Logo Questions Linux Laravel Mysql Ubuntu Git Menu
 

Emacs major-mode for Mathematica based on cc-mode

****Solution to Issue 1 by Stephan - see Answer below****

I mark \ as an escape character in the syntax table, but then override that designation for the Mathematica syntax elements like \[Infinity]. Here is my syntax-propertize-function:

(defconst math-syntax-propertize-function
  (syntax-propertize-rules
   ("\\\\\\[\\([A-Z][A-Za-z]*\\)]" (0 "_"))))

I referenced it from the (defun math-node() function like so:

  (set (make-local-variable 'syntax-propertize-function)
       math-syntax-propertize-function)

In my first attempt, I didn't use the make-local-variable function and I was surprised when my elisp buffer highlighting went awry.

****End Solution to Issue 1****

I am implementing a major-mode in Emacs derived from cc-mode for editing Mathematica files. The goal is syntax highlighting and indentation. I will leave interfacing with the Mathematica kernel for later.

I have the basic functionality working, but there are a couple of sticking points that are giving me trouble.

****Issue 1** - The \ character is used as an escape character and to prefix multi-character, bracketed keywords. **

Like many languages, Mathematica uses the \ character to escape " and other \ characters is strings.

Mathematic has what are called in Mathematica speak Syntax Characters like \[Times], \[Element], \[Infinity], etc. that represent mathematica operators and constants.

And, Mathematica makes heavy use of [ and ] instead of ( and ) for function definitions and calls, etc.

So, if I mark \ as an escape character in the syntax-table, then my brackets become mis-matched anywhere I use a Syntax Character. E.g.,

    If[x < \[Pi], True, False]

Of course, cc-mode is intent on ignoring the [ right after the \. Given the functional nature of Mathematica, the mode is almost useless if it cannot match brackets. Think lisp without paren matching.

If I don't put \ in the syntax-table as an escape character, then how do I handle escape sequences in comments and strings?

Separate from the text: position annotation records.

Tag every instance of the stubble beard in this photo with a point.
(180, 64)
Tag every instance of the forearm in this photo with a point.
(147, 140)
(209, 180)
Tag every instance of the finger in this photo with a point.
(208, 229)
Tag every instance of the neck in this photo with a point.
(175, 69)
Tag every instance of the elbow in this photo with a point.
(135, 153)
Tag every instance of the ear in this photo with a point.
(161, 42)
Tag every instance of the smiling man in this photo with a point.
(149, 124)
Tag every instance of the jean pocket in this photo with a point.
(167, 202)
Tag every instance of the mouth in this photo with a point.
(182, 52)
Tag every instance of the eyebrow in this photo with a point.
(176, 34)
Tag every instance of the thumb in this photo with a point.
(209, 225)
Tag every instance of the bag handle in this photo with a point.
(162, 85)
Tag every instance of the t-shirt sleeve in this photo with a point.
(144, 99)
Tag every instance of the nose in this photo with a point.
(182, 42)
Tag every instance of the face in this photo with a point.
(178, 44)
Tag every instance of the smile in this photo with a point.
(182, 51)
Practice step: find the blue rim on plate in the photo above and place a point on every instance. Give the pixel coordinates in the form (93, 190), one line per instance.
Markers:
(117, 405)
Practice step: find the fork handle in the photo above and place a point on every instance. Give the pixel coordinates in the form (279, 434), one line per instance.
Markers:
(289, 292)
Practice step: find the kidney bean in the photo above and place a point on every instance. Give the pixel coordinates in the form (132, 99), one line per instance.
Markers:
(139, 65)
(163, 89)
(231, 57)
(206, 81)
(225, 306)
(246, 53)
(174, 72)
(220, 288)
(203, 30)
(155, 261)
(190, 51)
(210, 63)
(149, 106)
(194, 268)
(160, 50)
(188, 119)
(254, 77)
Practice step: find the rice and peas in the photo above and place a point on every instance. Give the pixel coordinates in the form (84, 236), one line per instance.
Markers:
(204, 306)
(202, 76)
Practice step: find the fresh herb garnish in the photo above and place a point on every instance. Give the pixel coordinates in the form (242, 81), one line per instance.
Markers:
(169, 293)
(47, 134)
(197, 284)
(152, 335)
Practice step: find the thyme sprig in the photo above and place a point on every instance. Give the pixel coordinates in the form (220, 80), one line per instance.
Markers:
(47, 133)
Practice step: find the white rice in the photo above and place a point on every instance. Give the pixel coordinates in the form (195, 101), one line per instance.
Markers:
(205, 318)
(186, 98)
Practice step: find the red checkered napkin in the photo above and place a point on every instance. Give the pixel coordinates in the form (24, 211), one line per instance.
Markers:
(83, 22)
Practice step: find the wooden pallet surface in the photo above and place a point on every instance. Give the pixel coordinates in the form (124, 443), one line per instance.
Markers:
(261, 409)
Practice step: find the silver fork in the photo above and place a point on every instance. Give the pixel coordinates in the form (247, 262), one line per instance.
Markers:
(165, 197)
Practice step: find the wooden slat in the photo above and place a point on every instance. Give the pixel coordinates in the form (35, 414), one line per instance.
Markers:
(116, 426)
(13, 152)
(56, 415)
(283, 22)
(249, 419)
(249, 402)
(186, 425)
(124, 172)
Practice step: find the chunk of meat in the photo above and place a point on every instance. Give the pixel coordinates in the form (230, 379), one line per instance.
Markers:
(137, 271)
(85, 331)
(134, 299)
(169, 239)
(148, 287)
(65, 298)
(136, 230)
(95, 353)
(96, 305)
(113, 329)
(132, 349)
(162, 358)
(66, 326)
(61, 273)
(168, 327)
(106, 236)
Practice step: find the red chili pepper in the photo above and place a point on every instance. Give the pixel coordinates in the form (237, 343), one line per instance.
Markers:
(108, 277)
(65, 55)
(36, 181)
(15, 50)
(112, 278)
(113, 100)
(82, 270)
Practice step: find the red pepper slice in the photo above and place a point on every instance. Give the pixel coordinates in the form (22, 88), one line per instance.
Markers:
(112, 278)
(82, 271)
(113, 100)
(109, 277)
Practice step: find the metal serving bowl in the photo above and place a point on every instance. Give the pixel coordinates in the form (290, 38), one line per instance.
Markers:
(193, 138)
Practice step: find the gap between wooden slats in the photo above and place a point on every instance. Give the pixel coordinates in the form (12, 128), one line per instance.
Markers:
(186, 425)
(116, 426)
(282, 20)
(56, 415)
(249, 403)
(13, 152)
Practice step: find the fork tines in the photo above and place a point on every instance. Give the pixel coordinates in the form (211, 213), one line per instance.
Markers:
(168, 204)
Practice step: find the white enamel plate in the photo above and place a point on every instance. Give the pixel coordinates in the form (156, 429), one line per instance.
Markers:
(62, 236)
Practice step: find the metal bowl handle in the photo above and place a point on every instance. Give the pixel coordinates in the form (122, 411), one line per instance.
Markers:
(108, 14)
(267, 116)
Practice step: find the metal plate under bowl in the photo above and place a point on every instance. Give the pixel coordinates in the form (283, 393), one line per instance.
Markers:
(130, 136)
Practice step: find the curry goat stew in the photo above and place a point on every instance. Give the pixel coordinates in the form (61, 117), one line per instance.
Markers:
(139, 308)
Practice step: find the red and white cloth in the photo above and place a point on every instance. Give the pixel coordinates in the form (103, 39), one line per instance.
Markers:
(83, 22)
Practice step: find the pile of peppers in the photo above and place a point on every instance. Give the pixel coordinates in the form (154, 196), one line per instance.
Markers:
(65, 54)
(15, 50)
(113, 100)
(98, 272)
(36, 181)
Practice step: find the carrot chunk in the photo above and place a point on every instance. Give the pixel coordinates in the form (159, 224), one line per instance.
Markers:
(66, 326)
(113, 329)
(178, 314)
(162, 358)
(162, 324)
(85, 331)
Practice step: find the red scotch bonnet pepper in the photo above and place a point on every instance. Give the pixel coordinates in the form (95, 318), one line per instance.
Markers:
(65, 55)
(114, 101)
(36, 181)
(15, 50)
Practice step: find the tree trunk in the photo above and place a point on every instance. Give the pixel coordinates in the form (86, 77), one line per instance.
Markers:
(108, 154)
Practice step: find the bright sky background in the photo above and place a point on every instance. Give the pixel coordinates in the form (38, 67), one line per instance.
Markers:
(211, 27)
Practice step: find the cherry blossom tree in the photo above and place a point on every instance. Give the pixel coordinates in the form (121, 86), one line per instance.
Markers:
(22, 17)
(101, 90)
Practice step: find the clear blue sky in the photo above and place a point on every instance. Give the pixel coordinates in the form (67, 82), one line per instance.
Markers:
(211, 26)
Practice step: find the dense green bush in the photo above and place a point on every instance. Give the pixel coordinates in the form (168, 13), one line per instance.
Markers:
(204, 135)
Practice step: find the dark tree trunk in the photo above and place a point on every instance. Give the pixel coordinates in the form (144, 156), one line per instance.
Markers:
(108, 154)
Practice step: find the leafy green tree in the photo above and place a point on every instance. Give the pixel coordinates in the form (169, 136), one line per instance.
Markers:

It would be great if I could put Times, Element, Infinity, etc in a keyword list and have everything work correctly.

****Issue 2** - The syntax of Mathematica is different enough from C,C++,Java,ObjC, etc. that cc-mode's builtin syntactical analysis doesn't always produce the desired result.**

Consider the following code block:

    FooBar[expression1,
           expression2,
           expression3];

This formats beautifully because the expressions are recognized as an argument list.

However, if a list is passed as an argument,

    FooBar[{expression1,
                expression2,
                expression3}];

the result is not pretty because the expressions are considered continuations of a single statement within the { and }. Unfortunately, the simple hack of setting c-continuation-offset to 0 breaks actual continuations like,

    addMe[x_Real, y_Real] :=
        Plus[x, y];

which you want to be indented.

The issue is that in Mathematica { and } delineate lists and not code blocks.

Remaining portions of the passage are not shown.